Infatti, la nascita tra la fine degli anni ’70 e i primi anni ’80 di Microsoft, IBM ed Apple aveva piantato il seme del web 2.0. Attraverso l’interattività della rete la comunicazione da “one to many”, diventava “many to many”.
I contenuti, distribuiti attraverso i social media, da quel momento sono il risultato dell’interazione di più individui, non più delle strategie di un singolo soggetto, rendendo impossibile decidere esclusivamente a tavolino i contenuti della comunicazione.[1]
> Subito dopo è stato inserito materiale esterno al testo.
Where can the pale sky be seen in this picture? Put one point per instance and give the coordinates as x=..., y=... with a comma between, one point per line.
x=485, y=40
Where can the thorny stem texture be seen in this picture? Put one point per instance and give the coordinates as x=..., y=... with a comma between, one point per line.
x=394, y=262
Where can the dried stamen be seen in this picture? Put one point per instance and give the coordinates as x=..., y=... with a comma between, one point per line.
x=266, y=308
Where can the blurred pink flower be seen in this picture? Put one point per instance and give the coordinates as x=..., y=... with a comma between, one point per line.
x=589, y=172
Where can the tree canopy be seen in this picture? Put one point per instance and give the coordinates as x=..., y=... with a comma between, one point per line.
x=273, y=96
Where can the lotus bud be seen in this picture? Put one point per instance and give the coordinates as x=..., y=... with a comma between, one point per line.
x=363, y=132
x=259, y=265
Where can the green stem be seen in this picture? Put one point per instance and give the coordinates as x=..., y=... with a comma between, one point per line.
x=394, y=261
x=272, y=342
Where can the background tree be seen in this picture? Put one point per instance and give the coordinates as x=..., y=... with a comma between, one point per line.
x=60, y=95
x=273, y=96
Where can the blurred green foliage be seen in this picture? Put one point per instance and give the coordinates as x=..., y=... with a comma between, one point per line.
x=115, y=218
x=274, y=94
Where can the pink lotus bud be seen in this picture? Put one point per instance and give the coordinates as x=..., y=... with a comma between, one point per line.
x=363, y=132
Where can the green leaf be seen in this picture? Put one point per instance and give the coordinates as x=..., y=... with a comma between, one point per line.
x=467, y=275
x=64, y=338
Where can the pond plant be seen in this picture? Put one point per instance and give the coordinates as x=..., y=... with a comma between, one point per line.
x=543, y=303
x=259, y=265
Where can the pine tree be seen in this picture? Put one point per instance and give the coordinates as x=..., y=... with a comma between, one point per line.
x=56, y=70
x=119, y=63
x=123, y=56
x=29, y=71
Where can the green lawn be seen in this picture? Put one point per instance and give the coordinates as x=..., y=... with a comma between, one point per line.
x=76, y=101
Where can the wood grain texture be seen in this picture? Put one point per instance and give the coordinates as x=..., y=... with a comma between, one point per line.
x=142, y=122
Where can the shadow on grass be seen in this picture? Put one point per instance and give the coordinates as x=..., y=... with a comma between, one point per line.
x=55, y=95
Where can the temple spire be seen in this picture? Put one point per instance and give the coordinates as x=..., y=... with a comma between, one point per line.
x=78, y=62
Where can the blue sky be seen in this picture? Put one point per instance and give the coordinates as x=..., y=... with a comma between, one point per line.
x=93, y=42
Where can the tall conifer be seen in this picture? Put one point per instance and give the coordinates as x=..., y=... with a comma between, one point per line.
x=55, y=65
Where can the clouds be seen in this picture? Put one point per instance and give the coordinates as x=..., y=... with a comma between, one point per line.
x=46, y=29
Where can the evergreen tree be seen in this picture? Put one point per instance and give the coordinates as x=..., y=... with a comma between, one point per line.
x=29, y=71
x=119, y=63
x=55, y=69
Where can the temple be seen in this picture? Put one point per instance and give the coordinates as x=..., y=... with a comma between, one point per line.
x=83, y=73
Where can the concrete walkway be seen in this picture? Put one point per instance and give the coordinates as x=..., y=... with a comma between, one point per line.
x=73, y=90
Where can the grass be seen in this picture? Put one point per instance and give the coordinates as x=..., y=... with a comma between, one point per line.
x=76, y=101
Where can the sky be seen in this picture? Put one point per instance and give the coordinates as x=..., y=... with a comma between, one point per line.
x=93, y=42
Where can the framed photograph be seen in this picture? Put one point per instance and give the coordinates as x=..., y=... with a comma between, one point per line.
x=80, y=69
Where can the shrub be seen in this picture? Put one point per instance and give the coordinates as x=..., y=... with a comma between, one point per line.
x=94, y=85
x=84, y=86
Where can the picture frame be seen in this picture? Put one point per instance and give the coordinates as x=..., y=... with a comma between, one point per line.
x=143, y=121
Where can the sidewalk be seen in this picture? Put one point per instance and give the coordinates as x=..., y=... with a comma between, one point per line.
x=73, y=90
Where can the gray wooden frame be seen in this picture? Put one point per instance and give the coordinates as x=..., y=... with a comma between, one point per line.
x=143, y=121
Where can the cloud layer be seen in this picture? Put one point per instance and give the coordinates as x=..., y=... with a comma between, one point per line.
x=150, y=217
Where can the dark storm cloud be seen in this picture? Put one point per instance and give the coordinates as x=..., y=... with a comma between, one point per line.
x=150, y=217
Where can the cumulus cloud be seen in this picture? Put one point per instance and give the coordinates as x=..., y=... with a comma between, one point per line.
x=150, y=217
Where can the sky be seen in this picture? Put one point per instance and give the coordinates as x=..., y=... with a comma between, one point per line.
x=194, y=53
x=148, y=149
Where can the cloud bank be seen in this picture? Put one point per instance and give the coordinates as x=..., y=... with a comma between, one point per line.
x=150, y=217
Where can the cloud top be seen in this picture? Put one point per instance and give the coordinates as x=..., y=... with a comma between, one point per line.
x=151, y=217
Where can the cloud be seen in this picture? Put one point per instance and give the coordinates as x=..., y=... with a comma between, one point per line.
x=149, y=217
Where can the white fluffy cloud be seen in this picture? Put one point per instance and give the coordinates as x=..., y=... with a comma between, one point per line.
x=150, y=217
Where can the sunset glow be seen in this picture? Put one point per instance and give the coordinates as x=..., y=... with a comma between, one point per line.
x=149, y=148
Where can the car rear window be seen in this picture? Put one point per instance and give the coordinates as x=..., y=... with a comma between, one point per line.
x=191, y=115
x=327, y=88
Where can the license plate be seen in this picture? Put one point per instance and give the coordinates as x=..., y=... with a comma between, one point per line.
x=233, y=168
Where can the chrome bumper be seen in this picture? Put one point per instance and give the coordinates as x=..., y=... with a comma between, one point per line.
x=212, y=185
Autore: http://mkhmarketing.wordpress.com foto scattata il 31/7/2011
Nel nuovo Asset le community on line determinano in larga misura il valore e il successo di un prodotto o di un servizio. Alzi la mano chi prima di prenotare un albergo, scegliere un ristorante, pianificare un viaggio, decidere l’outfit o acquistare una nuova autovettura, non ha consultato recensioni on line, community e blog tematici!
Tradotto, significa che il mercato propone un “cosa” e un “come” differenti, da cogliere attraverso un altrettanto innovativo concetto di marketing e da soddisfare grazie a una nuova concezione della vendita.
Questa forma di comunicazione orizzontale, incide sul valore percepito del prodotto e del brand, influendo sulla determinazione del prezzo. La qualità non è più la discriminante.
Infatti, grazie ai continui progressi della tecnologia, ormai i prodotti si equivalgono. La motivazione per acquistare un iPhone piuttosto che un Samsung quindi non è più la migliore qualità, piuttosto la “reputazione” del prodotto, ciò che rappresenta per il consumatore possederlo.[2]
Non si tratta più tuttavia di una valore costruibile solo tramite la comunicazione, è il capitale reputazionale sia del prodotto sia del brand stesso a determinarlo.
Anche la distribuzione delle merci e dei servizi deve tener conto delle nuove abitudini dei consumatori. Gli acquisti sono effettuati al di fuori del punto vendita, da device mobile, mentre in negozio si passa a ritirare il prodotto, o magari per visionarlo prima di acquistarlo on line, risparmiando. Attualmente 2,5 milioni di italiani sfogliano volantini digitali solo su mobile, mentre l’88% dei Mobile Surfer è disposto a ricevere coupon sul proprio Smartphone.[3]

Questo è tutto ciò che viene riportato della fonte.